Dion, a former Liberal environment minister and party leader who ran in the 2008 federal election on a dramatic carbon taxation platform, said the latest Liberal platform said nothing about freezing oilsands development.
"We believe in development but it must be sustainable, including for the oilsands," said Dion, before adding a veiled shot at the pro-resource policies of the previous Conservative government.
"It's a challenge but we will do it with the industry, with the province of Alberta, we'll do it all together. We have no choice. We see the result today when we try to avoid the challenge.
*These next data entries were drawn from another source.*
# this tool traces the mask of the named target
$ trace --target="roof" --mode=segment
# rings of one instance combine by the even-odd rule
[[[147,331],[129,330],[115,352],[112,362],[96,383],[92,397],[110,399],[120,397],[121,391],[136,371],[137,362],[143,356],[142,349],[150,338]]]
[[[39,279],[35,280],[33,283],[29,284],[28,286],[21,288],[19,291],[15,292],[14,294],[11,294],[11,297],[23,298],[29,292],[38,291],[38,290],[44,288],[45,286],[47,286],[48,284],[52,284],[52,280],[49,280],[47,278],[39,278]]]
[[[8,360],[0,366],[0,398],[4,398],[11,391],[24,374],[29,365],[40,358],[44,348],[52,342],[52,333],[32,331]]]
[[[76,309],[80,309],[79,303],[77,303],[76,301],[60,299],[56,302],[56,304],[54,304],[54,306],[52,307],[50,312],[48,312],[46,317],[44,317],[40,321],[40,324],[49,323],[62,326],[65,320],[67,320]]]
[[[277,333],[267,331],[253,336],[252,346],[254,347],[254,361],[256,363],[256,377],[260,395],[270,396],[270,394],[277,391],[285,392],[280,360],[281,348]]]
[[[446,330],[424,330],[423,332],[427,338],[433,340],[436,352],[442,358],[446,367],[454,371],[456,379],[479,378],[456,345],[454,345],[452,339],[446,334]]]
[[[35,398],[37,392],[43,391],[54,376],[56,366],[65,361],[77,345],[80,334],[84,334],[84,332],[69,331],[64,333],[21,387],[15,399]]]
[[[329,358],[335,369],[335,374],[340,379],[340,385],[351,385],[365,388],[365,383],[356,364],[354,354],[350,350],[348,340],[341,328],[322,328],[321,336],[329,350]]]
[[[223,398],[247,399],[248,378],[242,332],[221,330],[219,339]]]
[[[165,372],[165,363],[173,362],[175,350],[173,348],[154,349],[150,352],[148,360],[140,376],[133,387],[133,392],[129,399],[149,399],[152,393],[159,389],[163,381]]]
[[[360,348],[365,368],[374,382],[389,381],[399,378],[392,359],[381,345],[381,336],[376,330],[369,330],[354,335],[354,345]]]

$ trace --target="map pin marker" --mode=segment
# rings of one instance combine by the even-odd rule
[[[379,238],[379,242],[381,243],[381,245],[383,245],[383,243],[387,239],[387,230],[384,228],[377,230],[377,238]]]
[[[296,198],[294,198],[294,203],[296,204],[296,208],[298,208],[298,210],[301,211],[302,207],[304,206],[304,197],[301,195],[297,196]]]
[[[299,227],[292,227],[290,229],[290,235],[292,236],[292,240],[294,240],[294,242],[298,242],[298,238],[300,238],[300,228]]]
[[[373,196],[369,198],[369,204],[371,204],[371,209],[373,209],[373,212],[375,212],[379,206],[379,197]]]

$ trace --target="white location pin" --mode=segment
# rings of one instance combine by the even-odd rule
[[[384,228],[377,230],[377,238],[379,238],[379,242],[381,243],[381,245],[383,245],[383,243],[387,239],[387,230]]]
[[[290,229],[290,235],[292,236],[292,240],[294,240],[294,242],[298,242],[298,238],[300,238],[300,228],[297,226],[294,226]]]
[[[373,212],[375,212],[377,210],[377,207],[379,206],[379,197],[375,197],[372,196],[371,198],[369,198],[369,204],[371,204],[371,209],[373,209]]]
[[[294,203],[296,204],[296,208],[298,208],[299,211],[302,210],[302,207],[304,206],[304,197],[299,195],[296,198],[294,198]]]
The challenge will face up anyway."
His comments stand in contrast to those of the U.S. State Department, which flatly asserted Friday that the U.S. couldn't approve Keystone XL while purporting to be a global leader on climate action.
"The decision to approve the proposed project would have been viewed internationally as inconsistent with the broader U.S. transition to less polluting forms of energy," one State Department official said during a background briefing after Obama formally announced the permit rejection.
"It would have undercut the credibility and influence of the United States in urging other countries to put forward ambitious actions and implement efforts to combat climate change."
Obama made the case that Keystone XL's denial won't have an economic impact on the United States nor will it harm U.S. energy security.
Yet officials maintained that "the kind of test of U.S. resolve, as in everything else is seen most clearly, is when decisions come down the pike which are hard ones."
Royal Dutch Shell recently announced it is scrapping its Carmon Creek oilsands project in northwestern Alberta, citing a lack of pipelines to coastal waters as one reason.
When it was pointed out to the State Department that its decision has harder impacts on Canada than the United States, the officials disagreed. "We don't believe that this project denial will affect production."
Dion agreed there are other oil transport options, but those carry their own environmental problems.
Rona Ambrose, the new interim leader of the official Opposition Conservative party, issued a release saying she'd spoken with Trudeau "and encouraged him to continue advocating for market access for the energy sector."
"The rejection of Keystone will not stop Canadian oil exports to the United States," said Ambrose, an Alberta MP and former environment minister. "It simply means we will continue to rely on transportation alternatives like shipping and rail."
New Democrats, however, were cheering Friday.
NDP Leader Tom Mulcair said Obama's rejection sends a strong signal heading into the COP21 international climate policy conference coming up in Paris.
"It has to become part and parcel of our resource development policy in Canada that we add value here in Canada, that we add those jobs here in Canada," said Mulcair.
"We've got to stop this rip-and-ship approach."
TransCanada's proposed Energy East pipeline, which would carry oil from Alberta and Saskatchewan to refineries in New Brunswick, would appear to more closely match the NDP's wish list, although both New Democrats and Liberals have said the project needs a more rigorous environmental assessment and more consultations with Indigenous Peoples and other communities along the 4,600-kilometre route.